In the White Pages section, the main item of interest, for me at least, is in seeing if businesses are still using the time-honoured marketing practice of inserting AAAAAAA into their names in order to get to the front of the queue. Even in 2021, it seems the answer is yes.
So, for instance, the first entry is A AAAAAA Carpet Complete Restorations, closely followed by our old favourite A. (Aaaaaardvark) Mechanic. Despite this, it does look as if the number of aardvarks (or rather Aaaaaaardvarks) is greatly reduced and could be on the verge of extinction. Save the Aaaaaaardvarks I say.
Other examples of this technique are A Aachoo Sydney Hire Storage Removals and, one of my favourites, A Aadworkin Roofer, which manages to combine two forms of self-promotion in a single name.

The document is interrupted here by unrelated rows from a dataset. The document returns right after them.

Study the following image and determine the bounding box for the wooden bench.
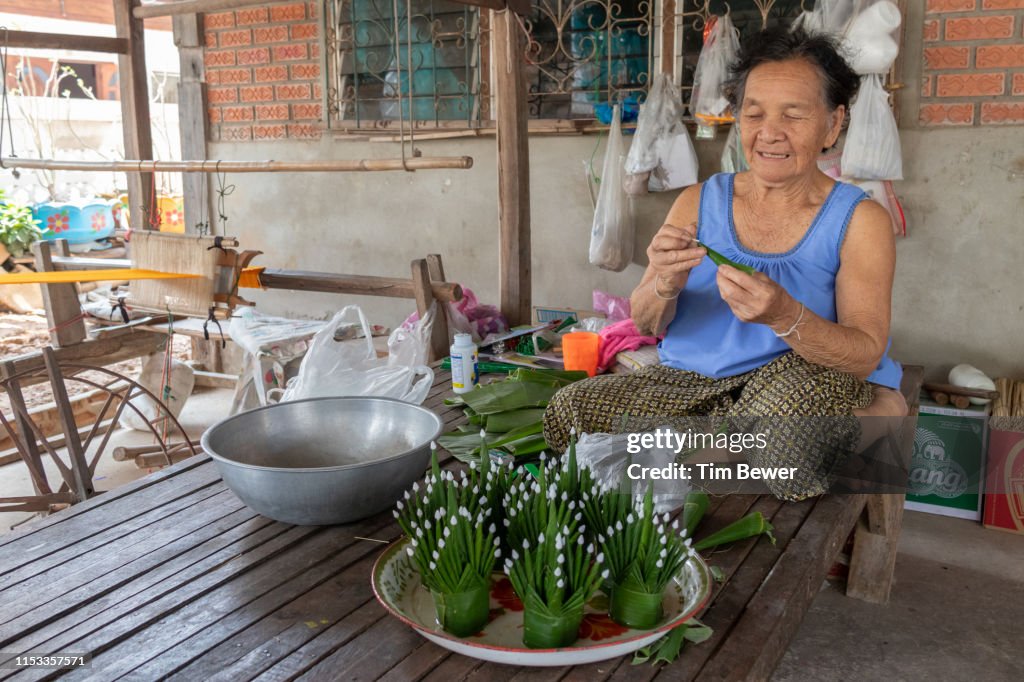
[0,364,922,680]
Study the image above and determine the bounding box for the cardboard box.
[532,306,605,326]
[904,399,988,520]
[982,418,1024,534]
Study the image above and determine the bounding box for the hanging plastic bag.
[120,354,195,431]
[589,105,634,272]
[844,1,901,75]
[791,0,858,36]
[624,74,698,195]
[273,304,434,404]
[690,15,740,123]
[841,74,902,181]
[720,120,748,173]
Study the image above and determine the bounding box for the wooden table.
[0,367,921,681]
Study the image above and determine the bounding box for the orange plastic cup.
[562,332,601,377]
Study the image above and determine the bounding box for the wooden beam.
[491,9,531,326]
[1,156,475,173]
[258,269,462,302]
[133,0,531,19]
[134,0,276,19]
[0,331,166,392]
[42,348,94,501]
[115,0,156,231]
[3,30,128,54]
[173,13,211,235]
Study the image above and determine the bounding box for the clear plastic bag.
[690,15,740,121]
[274,304,434,404]
[720,121,749,173]
[841,74,903,181]
[589,105,634,272]
[575,431,690,514]
[121,354,195,431]
[624,74,697,194]
[791,0,858,36]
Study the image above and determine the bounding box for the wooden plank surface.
[0,368,874,680]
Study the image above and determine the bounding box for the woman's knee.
[853,387,908,418]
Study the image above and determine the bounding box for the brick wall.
[920,0,1024,126]
[204,1,323,141]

Interestingly, the locksmiths featured on the cover of this edition, A. Abbott Locksmiths, are also in the first dozen entries, which makes me wonder if Sensis (now called Thryv since being taken over ), when looking for a suitable front cover story, simply started going down the listings alphabetically until they got lucky – you see, the system works! (What am I thinking? It’s the Yellow Pages – of course they paid for it.) And in case you’re wondering, A. Abbott Locksmiths is owned and run by a family called Polley.

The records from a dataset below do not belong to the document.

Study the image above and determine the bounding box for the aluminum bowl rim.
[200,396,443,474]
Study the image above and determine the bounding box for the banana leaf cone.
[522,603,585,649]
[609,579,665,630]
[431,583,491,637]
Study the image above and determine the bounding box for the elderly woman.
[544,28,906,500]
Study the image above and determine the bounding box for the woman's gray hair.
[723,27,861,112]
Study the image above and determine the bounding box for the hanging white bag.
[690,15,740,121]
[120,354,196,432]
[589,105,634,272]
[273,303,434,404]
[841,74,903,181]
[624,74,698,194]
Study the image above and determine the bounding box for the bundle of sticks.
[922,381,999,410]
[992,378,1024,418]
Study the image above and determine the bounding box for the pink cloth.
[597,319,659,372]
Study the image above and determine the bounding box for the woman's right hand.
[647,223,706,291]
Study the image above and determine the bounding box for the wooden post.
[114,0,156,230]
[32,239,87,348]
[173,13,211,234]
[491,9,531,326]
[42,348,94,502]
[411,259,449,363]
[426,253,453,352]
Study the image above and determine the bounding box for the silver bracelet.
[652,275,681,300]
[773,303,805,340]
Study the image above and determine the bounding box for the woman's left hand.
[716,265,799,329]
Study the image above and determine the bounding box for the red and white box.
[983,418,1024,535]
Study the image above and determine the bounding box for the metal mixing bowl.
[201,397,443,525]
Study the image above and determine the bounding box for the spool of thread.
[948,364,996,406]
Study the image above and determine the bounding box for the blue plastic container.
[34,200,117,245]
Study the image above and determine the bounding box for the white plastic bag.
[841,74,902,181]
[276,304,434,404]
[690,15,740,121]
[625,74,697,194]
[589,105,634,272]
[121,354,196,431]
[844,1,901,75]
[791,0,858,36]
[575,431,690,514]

It’s important when using this technique to stipulate that the first word of the company name is a single A followed by multiple As, otherwise the name gets bumped down the list behind all the other single As. So, for example, Aaaa Anytime On Time Plumbing is on page 2 of the listings simply because they didn’t call themselves A Aaaa Anytime On Time Plumbing – which is probably not the outcome they were expecting but, nevertheless, it’s one shared by numerous other AAA listers.
There are other ways of trying to stand out in the listings – bold type, boxes and background tints – but another technique is simply to list the number of every extension in the company without highlighting the main switchboard number. This will get you more column inches than simply listing a single number, even if it is more confusing for the punter. There are two ways to do this. One is to list every number but with only one address:
The other is to list all the numbers with the same address so the sheer repetition of the same characters leaps off the page:
If you are going to do it this way, it helps to get the company name correct – if you want to avoid looking like a real Jan.

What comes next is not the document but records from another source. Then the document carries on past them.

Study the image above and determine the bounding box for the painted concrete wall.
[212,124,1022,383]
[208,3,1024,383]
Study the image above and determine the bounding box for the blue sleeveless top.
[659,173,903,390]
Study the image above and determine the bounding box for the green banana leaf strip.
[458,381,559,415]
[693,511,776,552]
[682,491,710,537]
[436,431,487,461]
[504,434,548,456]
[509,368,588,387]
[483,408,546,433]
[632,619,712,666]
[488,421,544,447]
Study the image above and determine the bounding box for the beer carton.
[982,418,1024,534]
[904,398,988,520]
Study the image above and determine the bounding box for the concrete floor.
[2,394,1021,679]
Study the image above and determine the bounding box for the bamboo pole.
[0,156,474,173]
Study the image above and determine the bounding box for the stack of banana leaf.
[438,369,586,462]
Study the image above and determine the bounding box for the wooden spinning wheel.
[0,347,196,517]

Is there a future for these printed listings or is it all just more dead paper? Thryv would like you to believe that buyers still use the print book (More than 1 in 4 Aussies use the Yellow Pages Book every year, they claim) but elsewhere the writing is on the wall: the final printed editions of the Yellow Pages in the UK were delivered in 2019.
The old man’s Yellow Pages eventually disappeared too; the lawn was mowed, the blinds raised to let in the light, and a For Sale sign appeared at the front. Within weeks a new family had moved in and the last few remaining traces of the old man were swept away like yellow leaves blowing in the wind.